Walter Sobchak: The little prick is stonewalling me.

Walter Sobchak: Lady, I got buddies who died face down in the muck so that you and I could enjoy this family restaurant!

Walter Sobchak: Nothing is fucked here Dude. Nothing is fucked. They're a bunch of fucking amateurs!
The Dude: Walter, would you just shut the fuck... don't say a peep while I'm doing business here, man!
Walter Sobchak: Okay Dude. Have it your way.
[the Dude answers the phone]
Walter Sobchak: But they're amateurs.

The Big Lebowski: You have your story, I have mine. I say that I entrusted the money to you, and *you* stole it!
Walter Sobchak: As if we would ever *dream* of taking your bullshit money!

Walter Sobchak: That rug really tied the room together, did it not?
The Dude: Fuckin' A.
Donny: And this guy peed on it.
Walter Sobchak: Donny, please.

[Throwing the Big Lebowski out of his wheelchair]
Walter Sobchak: Achtung baby!

[Five minutes after pulling a gun on Smokey]
Walter Sobchak: It's all water under the bridge.

Walter Sobchak: [Punching a nihilist] Anti-semite!

The Dude: Would you come off it Walter? You're not even fucking Jewish, man.
Walter Sobchak: What the fuck are you talking about Dude?
The Dude: You're fucking Polish-Catholic!
Walter Sobchak: What the fuck are you talking about? I converted when I married Cynthia, Dude.
The Dude: Yeah, yeah, yeah, yeah, yeah...
Walter Sobchak: And you know this!
The Dude: ...And five fucking years ago you were divorced man!
Walter Sobchak: When you get a divorce you get a new license? You turn in your library card? You *stop* being Jewish?

The Dude: He's fragile!
Walter Sobchak: Well, I did not know that.

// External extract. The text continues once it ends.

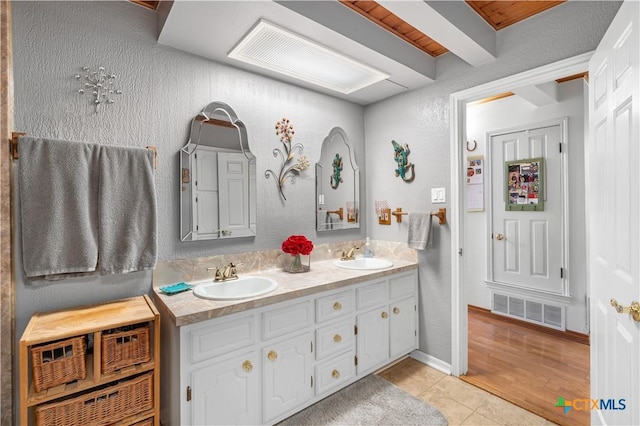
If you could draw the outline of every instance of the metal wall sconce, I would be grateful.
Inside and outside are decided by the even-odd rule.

Brandt: Who is this gentleman, Dude?
Walter Sobchak: Who am I? I'm a fucking Veteran, that's who I am!

Walter Sobchak: [author Arthur Sellars is lying quietly in his iron lung] And a good day to you, sir!

Walter Sobchak: [asked to be quiet at the coffee house] Excuse me, dear? The Supreme Court has roundly rejected prior restraint!
The Dude: This isn't a First Amendment issue, man.

Walter Sobchak: I'm more Jewish than Tevye!

Walter Sobchak: You're being very undude.

Walter Sobchak: As if we would DREAM of taking your money!

Walter Sobchak: If you will it, it is no dream.

Walter Sobchak: Yeah, the beauty of this is its simplicity. If it gets complex, everything can go wrong.